= Scorton Arrow =

Archery tournament, established in 1673

The Antient Scorton Silver Arrow is an archery tournament that was incepted on Sunday 14 May 1673 in the village of Scorton in Yorkshire, England. Twenty-two archers competed in the first event for the prize of a silver arrow. This was won by Henry Calverley of Eryholme on Tees, who had provided the trophy. The event proved so successful that a new organisation, the Society of Archers, was formed to hold the event on an annual basis.

Participants shoot at targets at a range of 100 yards. The target face is a standard four-foot (122 cm) five-colour face, with the addition of a three-inch black spot at the centre. The winner is the first person to hit the black spot. The winner is appointed Captain of the Arrow. The first person to hit the red zone is appointed Lieutenant of the Arrow.
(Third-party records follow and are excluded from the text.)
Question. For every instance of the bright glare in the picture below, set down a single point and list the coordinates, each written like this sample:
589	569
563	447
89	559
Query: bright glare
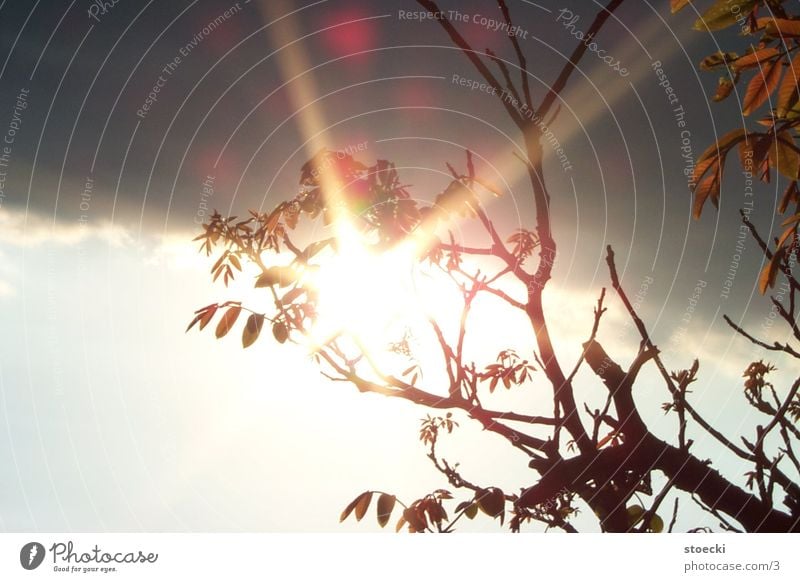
366	294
The winner is presented with a replica of the original silver arrow, which he keeps for a year. The original silver arrow is held at the Royal Armouries Museum in Leeds.

The event is open to men aged 21 years or over, using hand bows other than compound bows. A similar event for women, the Ascham Silver Arrow, was introduced in 1976.
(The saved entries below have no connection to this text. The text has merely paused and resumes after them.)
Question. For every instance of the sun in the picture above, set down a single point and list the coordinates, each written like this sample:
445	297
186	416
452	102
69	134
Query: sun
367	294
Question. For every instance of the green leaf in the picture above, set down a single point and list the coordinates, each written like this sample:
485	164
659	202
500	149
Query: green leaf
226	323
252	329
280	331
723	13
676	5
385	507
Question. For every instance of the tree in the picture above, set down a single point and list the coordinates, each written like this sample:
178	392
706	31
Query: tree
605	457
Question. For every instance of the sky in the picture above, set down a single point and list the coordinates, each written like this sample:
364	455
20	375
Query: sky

The event normally takes place annually, but postponements and cancellations have occurred. In the 336 years to 2008, 300 meetings have taken place.

The event has been held at many places in Yorkshire, since the organising of the event for one year is the responsibility of the person who became Captain of the Arrow in the previous year (assisted by the Lieutenant of the Arrow). The first event was held at the village of Scorton in Yorkshire, and the event has returned to Scorton on 14 occasions. The 2008 event, which was the 300th meeting, was also held in Scorton.

The Antient Scorton Silver Arrow claims to be the oldest sporting event still running. Several other sporting events claim to have been running for longer than the Antient Scorton Silver Arrow, notably the Papingo shoot at Kilwinning and the Kiplingcotes Derby Horserace. They may well be correct, but reliable records of these events do not go back as far as those of the Scorton Arrow.